Majid Biglari (b. 1986, Tehran, Iran) has received his BFA in Sculpture from the Tehran University of Art. Biglari’s works often puts the viewer in a contradictory situation: on the one hand, there are notions emptied of their content and aesthetic, with no easy way to guess their probable context. On the other hand, the brutal truth presented in the pieces overwhelms the viewer’s imagination, for he prefers that the audience connect the dots and make sense of the whole show. He avoids giving specific and clear information to the audience, for he believes by doing so the overall vision of the works will be disrupted. What he refers to as fragments, are the pieces that have fallen apart. To connect the pieces, the viewer has to deal with evidences that are either deliberately removed or meticulously damaged. The material that Biglari employs to make his installations usually consist of wood, paint, paraffin wax, glue, steel, and paper. He has exhibited his works in seven solo shows and more than 30 group shows in Iran and abroad.

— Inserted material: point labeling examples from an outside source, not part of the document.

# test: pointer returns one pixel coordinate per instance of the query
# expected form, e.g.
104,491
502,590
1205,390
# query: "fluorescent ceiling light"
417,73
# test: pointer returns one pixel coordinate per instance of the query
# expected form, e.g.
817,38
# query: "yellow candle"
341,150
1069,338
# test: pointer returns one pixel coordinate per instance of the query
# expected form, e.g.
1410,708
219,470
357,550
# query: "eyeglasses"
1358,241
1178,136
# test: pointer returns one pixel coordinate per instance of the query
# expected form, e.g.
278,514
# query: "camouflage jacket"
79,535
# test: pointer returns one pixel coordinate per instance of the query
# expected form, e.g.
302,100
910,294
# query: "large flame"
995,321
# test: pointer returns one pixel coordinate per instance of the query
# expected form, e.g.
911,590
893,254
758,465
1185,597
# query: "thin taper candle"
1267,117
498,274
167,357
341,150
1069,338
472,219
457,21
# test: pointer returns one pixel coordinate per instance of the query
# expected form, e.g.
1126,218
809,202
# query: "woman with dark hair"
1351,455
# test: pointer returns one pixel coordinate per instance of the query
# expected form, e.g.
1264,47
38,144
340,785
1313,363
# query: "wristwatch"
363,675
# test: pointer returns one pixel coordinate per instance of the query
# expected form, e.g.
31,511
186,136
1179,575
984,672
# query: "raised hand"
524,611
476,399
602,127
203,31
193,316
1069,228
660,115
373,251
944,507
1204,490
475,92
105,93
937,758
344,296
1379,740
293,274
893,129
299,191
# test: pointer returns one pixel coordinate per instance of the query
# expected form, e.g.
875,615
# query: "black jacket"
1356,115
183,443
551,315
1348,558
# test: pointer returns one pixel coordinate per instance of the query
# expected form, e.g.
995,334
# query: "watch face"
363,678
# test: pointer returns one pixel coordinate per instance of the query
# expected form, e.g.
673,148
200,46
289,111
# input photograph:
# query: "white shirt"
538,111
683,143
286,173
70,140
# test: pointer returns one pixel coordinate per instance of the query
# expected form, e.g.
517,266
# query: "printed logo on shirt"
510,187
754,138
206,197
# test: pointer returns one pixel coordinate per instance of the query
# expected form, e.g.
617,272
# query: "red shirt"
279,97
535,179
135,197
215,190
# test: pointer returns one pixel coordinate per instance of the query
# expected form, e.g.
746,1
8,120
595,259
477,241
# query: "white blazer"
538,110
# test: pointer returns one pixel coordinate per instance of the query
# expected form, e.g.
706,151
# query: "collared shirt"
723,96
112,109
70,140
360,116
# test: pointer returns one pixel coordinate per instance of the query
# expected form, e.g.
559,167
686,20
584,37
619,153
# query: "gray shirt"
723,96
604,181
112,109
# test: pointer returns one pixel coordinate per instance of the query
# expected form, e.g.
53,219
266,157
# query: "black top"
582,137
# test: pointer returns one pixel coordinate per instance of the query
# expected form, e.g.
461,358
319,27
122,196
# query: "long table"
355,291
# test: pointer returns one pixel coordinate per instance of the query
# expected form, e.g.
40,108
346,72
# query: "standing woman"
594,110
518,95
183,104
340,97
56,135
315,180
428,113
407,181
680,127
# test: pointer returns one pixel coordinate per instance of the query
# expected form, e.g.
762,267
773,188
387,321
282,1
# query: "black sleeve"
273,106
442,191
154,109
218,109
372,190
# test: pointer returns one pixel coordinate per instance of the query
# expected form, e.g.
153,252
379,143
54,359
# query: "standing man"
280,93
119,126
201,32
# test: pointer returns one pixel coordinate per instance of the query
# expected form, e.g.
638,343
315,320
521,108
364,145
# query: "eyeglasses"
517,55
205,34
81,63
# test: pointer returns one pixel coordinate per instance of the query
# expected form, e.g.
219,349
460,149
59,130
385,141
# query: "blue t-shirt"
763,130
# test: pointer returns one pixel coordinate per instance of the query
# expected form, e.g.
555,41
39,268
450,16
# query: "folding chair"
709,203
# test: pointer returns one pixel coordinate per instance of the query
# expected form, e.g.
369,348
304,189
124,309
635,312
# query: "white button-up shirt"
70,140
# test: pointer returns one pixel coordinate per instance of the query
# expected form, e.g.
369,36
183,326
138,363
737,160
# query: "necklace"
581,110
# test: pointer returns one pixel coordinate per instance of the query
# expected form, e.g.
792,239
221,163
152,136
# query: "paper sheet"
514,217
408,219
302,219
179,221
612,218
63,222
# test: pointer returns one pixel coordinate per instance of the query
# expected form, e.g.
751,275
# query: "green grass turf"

Biglari lives and works in Tehran.
“The Experience of Dishevelment”
The experience of dishevelment is all about distance: the distance between truth and reality; between lies and facts; between inscriptions and images; between news and incidents; between the orderliness of production and the disarray after consumption; about the distance between man and man; about a kind of complication; the habit resulting from repetition; about an abstract form of life; about numbers.